[PLUG] remote ssh and nat

Carla Schroder carla at bratgrrl.com
Sun Mar 12 06:54:55 UTC 2006 

All right NAT gurus, here's your chance to strut your stuff. I've always taken 
the lazy way to SSH into LANs. I make an iptables rule to allow SSH into the 
gateway box:

-A INPUT -p tcp --dport 22 --sport 1024:65535 -m state --state NEW -j ACCEPT

I ssh into the gateway box, then ssh from there to whatever LAN host I 
need to get into. 

To illustrate: remotehost is a remote PC on a different network. windbag 
is my gateway/firewall, and stinkpad is a LAN host. Windbag and stinkpad are 
on 192.168.1.0/24. Windbag has two NICs, wan and lan.

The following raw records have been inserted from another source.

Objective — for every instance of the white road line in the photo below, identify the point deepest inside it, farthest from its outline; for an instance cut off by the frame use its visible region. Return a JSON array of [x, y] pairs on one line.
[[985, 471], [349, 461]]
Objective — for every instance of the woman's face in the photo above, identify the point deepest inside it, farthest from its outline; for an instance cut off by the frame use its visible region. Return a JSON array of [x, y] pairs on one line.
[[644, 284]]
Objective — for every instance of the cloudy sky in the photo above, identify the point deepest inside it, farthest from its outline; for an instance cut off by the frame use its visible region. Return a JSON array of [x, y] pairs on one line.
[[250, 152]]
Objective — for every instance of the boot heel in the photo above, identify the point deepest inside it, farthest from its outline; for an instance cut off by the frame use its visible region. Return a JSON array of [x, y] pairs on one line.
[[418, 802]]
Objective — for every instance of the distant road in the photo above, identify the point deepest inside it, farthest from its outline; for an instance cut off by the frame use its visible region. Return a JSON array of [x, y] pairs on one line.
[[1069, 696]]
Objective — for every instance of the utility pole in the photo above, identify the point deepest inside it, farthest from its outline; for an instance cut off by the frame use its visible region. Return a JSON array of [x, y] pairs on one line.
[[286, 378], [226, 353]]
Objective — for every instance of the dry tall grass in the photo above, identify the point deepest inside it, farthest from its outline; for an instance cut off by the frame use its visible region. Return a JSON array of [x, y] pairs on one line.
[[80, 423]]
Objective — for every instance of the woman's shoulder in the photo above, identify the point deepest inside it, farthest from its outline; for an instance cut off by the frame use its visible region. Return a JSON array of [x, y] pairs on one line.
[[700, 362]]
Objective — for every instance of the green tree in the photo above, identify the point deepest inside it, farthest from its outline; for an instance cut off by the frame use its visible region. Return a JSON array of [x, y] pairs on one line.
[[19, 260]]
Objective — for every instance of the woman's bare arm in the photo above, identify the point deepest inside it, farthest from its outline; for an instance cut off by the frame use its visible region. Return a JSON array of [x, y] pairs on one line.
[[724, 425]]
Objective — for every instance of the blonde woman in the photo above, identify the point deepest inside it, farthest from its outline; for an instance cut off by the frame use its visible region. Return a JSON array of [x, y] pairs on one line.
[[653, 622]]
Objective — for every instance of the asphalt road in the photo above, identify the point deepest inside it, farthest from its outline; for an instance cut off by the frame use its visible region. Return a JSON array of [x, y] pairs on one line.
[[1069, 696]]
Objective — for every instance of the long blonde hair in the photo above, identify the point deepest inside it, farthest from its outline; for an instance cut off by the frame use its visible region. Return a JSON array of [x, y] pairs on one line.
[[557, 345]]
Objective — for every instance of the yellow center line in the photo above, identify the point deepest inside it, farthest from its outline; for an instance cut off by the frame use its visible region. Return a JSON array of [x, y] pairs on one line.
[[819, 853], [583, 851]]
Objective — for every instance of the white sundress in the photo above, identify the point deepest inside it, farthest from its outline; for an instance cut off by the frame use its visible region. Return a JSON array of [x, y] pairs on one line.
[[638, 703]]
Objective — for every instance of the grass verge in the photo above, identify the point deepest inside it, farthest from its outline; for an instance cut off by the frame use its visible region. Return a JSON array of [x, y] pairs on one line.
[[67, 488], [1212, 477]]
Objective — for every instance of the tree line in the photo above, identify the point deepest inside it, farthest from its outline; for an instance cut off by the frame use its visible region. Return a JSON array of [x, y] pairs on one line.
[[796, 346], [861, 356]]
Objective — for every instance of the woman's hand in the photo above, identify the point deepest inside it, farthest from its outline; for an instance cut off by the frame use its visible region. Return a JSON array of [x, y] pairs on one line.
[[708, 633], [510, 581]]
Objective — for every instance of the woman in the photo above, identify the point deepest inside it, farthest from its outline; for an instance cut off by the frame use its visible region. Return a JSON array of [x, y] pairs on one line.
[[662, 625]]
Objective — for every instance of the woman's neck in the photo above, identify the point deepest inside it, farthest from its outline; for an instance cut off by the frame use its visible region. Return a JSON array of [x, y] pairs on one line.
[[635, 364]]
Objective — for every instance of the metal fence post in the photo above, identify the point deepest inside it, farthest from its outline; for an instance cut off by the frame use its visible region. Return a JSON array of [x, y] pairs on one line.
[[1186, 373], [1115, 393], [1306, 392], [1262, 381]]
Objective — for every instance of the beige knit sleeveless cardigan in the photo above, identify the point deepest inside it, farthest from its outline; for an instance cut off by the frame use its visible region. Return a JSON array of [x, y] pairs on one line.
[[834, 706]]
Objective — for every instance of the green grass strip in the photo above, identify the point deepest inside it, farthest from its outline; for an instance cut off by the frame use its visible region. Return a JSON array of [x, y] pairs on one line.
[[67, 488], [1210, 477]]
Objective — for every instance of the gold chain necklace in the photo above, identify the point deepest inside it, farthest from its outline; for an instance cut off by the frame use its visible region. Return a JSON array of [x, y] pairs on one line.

carla at remotehost:~$ ssh windbag.foo.net
carla at windbag.foo.net's password:
Linux windbag 2.6.12-10-386 #1 Mon Feb 13 12:13:15 UTC 2006 i686 GNU/Linux
Last login: Sat Mar 11 17:07:24 2006 from foo-29.isp.net

carla at windbag:~$ ssh stinkpad
carla at stinkpad's password:
Last login: Sat Mar 11 17:07:50 2006 from windbag.foo.net

[carla at stinkpad ~]$

This works fine, and I don't have a pressing need to find a better way. But I 
was fiddling around and wondering, can I write rules that will let me log 
directly into stinkpad, or any other LAN host, without having to log into 
windbag first? Assume all LAN hosts have private, non-routable addresses.

I tried forwarding:

$ipt -t nat -A PREROUTING -i $WAN_IFACE -p tcp --dport 10000 -j DNAT 
--to-destination 192.168.1.12:22
$ipt -A FORWARD -p tcp -i $WAN_IFACE -o $LAN_IFACE -d 192.168.1.12 --dport 22  
-j ACCEPT

But this doesn't work, because all outgoing traffic is SNAT-ed, so the remote 
SSH client sees the same IP for all hosts, so when it sees a different host 
key it pitches a fit:

@@@@@@@@@@@@@@@@@@@@@@@@@@@@@@@@@@@
@    WARNING: REMOTE HOST IDENTIFICATION HAS CHANGED!     @
@@@@@@@@@@@@@@@@@@@@@@@@@@@@@@@@@@@
IT IS POSSIBLE THAT SOMEONE IS DOING SOMETHING NASTY!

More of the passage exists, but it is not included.